Se questa è la direzione, non è strano che mio nonno abbia visto nascere la Ferrari e io l’Antico Vinaio, che lui sognasse l’America e che gli adulti di oggi rimpiangano le autostrade italiane degli anni ’70 piene di famiglie che andavano a fare la “villeggiatura”, in tempi in cui “avevamo di meno ma tutto era più semplice e autentico” (copio-incollo da un post di Facebook con migliaia di like e commenti commossi).
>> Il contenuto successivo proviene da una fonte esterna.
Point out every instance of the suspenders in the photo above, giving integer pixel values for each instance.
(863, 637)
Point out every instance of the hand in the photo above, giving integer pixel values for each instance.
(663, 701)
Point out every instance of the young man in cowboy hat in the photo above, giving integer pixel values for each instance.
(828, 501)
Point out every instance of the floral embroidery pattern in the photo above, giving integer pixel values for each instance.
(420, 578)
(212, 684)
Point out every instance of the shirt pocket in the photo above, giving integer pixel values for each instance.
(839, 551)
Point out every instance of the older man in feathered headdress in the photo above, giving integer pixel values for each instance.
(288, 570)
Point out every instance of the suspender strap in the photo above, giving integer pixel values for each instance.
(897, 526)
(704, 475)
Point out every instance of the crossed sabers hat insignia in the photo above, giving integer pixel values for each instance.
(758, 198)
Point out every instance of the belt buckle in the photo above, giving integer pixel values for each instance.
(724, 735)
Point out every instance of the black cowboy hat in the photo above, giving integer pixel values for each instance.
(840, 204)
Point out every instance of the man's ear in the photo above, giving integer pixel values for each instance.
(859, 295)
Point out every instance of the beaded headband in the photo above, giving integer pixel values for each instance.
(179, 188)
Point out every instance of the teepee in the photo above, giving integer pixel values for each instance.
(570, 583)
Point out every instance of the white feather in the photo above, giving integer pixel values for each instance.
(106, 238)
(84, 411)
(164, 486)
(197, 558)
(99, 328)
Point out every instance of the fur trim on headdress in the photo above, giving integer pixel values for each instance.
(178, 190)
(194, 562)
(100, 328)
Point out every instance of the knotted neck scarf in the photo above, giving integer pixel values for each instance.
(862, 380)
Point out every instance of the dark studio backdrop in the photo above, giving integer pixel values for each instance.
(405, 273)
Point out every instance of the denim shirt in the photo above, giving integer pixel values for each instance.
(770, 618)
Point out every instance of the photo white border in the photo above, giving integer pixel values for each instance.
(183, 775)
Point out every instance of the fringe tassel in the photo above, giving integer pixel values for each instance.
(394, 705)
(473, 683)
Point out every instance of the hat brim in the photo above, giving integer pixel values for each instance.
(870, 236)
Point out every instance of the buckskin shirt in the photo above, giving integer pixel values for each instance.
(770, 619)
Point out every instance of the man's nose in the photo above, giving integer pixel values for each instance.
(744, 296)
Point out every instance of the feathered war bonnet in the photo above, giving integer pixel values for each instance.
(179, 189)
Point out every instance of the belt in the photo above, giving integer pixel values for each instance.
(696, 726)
La fissazione sull’autenticità è forse sintomo di una identità che proprio non ne vuole sapere di sopportare la fatica che comporta ritrovare un nuovo equilibrio allostatico nel mondo contemporaneo, dopo un ciclo storico iniziato nel secondo dopoguerra e conclusosi con gli anni ’90. Si preferisce insistere anziché esistere, cioè saltellare sul posto invece di perdere l’equilibrio e spostarsi in avanti. Per Freud la fissazione è una sorta di inerzia psichica che si oppone al cambiamento a causa di una frustrazione o di una eccessiva gratificazione. Strettamente connessa alla fissazione, c’è la regressione, un ritorno a fasi di sviluppo precedenti, dove abbiamo sperimentato maggiore felicità. Volendo farci ispirare da tali discorsi, potremmo dire, non senza una generalizzazione un po’ forzata ma forse suggestiva, che siamo dentro una collettiva regressione alla fase orale.
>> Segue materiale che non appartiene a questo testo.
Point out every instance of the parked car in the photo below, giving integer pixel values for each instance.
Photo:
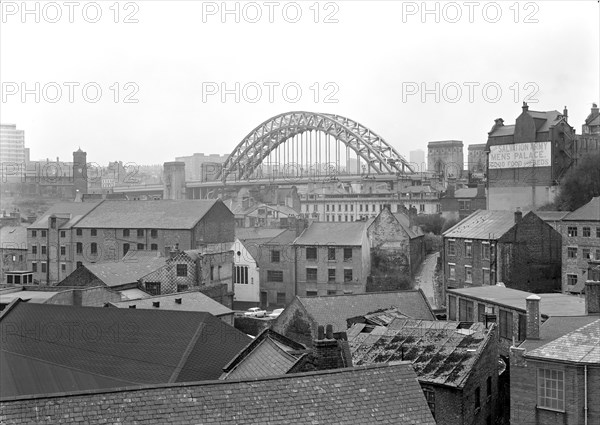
(255, 312)
(275, 314)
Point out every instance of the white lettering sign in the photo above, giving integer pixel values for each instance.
(520, 155)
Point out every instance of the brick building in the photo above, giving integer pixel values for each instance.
(332, 258)
(76, 233)
(520, 250)
(397, 249)
(462, 202)
(555, 373)
(527, 160)
(13, 250)
(580, 231)
(456, 364)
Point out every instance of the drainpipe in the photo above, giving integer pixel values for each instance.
(585, 392)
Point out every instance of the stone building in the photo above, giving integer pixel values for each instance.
(580, 231)
(446, 158)
(519, 250)
(527, 159)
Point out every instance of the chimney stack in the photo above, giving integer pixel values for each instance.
(592, 297)
(518, 215)
(533, 316)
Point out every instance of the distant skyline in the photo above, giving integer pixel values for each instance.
(370, 61)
Qui non si tratta  ̶  è bene chiarirlo  ̶  di contrapporre la “mentalità chiusa” alla “mentalità aperta”, l’identitarismo associato ai conservatori, al diversitarismo associato ai progressisti. Bisogna sforzarsi di pensare un po’ oltre queste gabbie mentali. La fissazione e la regressione ci pare interessino una fetta importante della società italiana, che può riconoscersi nella destra come nella sinistra. Se la fissazione autenticista sta trovando in questi anni superbi appoggi a destra, pure negli ambienti della sinistra alberga una certa mentalità regressista da “decrescita felice” (che è altra cosa dalla ricerca di una vita più sostenibile), che dovrebbe tutti riportarci a una vita ovviamente più antica e autentica, quella che c’era prima che l’uomo, mettendosi ad armeggiare troppo con le risorse della natura, rompesse una fantomatica armonia iniziale. Anche le voci più radicali delle cosiddette teorie intersezionali, che appaiono ultra-progressiste, in realtà condividono il frame che stiamo tentando di esporre. Queste ultime, infatti, pensano la società costituita come una piattaforma sopraggiunta che avrebbe imposto ai corpi, in modo più o meno subdolo, categorie funzionali al potere, la cui rimozione favorirebbe finalmente l’adesione perfetta tra identità profonda dell’individuo e narrazione di sé, in altre parole, l’autenticità, originariamente (si potrebbe dire “naturalmente”) già disponibile ma purtroppo inquinata dai dispositivi di disciplinamento intriseci al discorso sociale.

L’autenticità come mito-fulcro di una filosofia regressiva non è certo una invenzione dei nostri giorni. La coppia autentico-inautentico, ad esempio, è essenziale nel pensiero di Martin Heidegger. Questi sognava che la Germania dei primi decenni del ‘900 potesse far rivivere una nuova Grecia preclassica. Era un sogno che Heidegger condivideva con molti tedeschi colti del proprio tempo ma anche del secolo precedente (si pensi a Friedrich Hölderlin): il ritorno a una società preindustriale e premoderna, prima che lo sviluppo vertiginoso dell’apparato tecno-scientifico rendesse così difficile sintonizzarsi col senso dell’essere. Probabilmente, almeno secondo l’interpretazione di Gianni Vattimo, Heidegger vide nel nazismo quella forza capace di permettere la realizzazione storica di questo progetto. Da qui la sciagurata adesione del filosofo al partito di Hitler. Il mito del ritorno alle origini può far prendere degli abbagli anche alle menti più brillanti. Figuriamoci cosa può fare in tempi in cui c’è chi inzuppa la fresella nel mare pensando sia una buona idea.